Also, Jack Donnelly just posted this (https://www.facebook.com/photo.php?...87860068.40394.109016152450802&type=1&theater) to their Facebook page with a picture of the two new colors. Can't really make out what color the pair on the right is or the fabric though.


----------



## Roderick St. John (Feb 19, 2012)

my19 said:


> I also noticed some "Men's Regular Plain Front Traditional Fit" khakis in what I assume are a must-iron version. _*Does anyone know whether these have the same rise as the no-iron type?*_ I don't mind ironing, but I do mind khakis that fall far short of tne natural waist.


Go to the Land's End links for any pant and you can find a link to a PDF file showing the "Item Dimensions". Just scroll down to "More Information" and it's right there. Very helpful.

I wear a 34" waist and the front rise in the Long is, 12"

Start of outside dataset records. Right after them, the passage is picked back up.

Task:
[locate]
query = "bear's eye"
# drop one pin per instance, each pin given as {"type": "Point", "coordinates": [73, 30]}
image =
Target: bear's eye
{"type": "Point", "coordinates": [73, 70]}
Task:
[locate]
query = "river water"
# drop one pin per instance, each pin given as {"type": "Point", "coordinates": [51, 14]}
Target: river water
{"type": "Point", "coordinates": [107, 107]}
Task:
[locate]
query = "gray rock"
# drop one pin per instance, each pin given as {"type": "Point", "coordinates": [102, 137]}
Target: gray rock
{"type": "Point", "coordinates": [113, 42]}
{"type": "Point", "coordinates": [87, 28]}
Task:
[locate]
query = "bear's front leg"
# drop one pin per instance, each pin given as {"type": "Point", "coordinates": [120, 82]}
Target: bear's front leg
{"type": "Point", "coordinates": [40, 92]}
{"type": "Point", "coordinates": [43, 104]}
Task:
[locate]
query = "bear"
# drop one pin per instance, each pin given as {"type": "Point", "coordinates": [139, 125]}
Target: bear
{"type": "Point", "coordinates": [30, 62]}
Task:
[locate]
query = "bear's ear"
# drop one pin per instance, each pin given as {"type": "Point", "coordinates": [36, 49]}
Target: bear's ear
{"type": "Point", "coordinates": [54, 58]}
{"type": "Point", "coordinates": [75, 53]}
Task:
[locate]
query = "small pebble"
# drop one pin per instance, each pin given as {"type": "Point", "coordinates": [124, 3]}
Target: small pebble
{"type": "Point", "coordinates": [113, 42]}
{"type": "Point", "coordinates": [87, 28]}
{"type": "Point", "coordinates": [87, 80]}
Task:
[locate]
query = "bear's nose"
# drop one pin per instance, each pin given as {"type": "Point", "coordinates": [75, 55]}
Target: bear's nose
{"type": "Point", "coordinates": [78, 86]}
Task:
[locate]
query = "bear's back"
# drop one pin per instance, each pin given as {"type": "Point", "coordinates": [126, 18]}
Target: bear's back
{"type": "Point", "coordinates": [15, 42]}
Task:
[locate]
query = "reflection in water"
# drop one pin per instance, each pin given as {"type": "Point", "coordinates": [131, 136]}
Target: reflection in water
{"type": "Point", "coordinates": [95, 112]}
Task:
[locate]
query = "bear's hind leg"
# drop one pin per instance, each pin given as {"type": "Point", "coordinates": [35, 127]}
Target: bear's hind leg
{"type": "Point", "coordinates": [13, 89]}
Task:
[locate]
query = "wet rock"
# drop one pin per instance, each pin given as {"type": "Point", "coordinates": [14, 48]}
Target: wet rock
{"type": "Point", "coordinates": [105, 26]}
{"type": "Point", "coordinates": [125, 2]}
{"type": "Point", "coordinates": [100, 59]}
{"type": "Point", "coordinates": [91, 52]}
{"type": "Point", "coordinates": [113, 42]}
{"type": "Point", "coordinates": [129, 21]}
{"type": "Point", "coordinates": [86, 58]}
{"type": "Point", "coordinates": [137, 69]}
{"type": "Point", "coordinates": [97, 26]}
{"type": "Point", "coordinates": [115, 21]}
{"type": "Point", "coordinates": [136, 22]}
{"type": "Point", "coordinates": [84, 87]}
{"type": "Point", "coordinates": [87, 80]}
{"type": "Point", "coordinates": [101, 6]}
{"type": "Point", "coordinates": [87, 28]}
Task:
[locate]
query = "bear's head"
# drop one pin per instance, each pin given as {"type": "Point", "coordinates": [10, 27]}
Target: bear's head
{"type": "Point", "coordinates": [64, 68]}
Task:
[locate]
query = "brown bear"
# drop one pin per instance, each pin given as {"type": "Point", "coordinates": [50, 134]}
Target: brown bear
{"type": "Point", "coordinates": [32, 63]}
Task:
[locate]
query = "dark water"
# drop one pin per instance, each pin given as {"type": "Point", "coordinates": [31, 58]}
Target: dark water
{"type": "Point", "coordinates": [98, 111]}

I NOTICED... the Hip measurements for the Long Rise vs. the Regular Rise are slightly narrower for the Long. In the 34" Long, the hip is 43 1/2" and the 34" Regular is 44"


----------



## zzdocxx (Sep 26, 2011)

I'm hoping to try the Luxire MTM pants when I get around to all the measurements and so forth, there is an option for the rise.


----------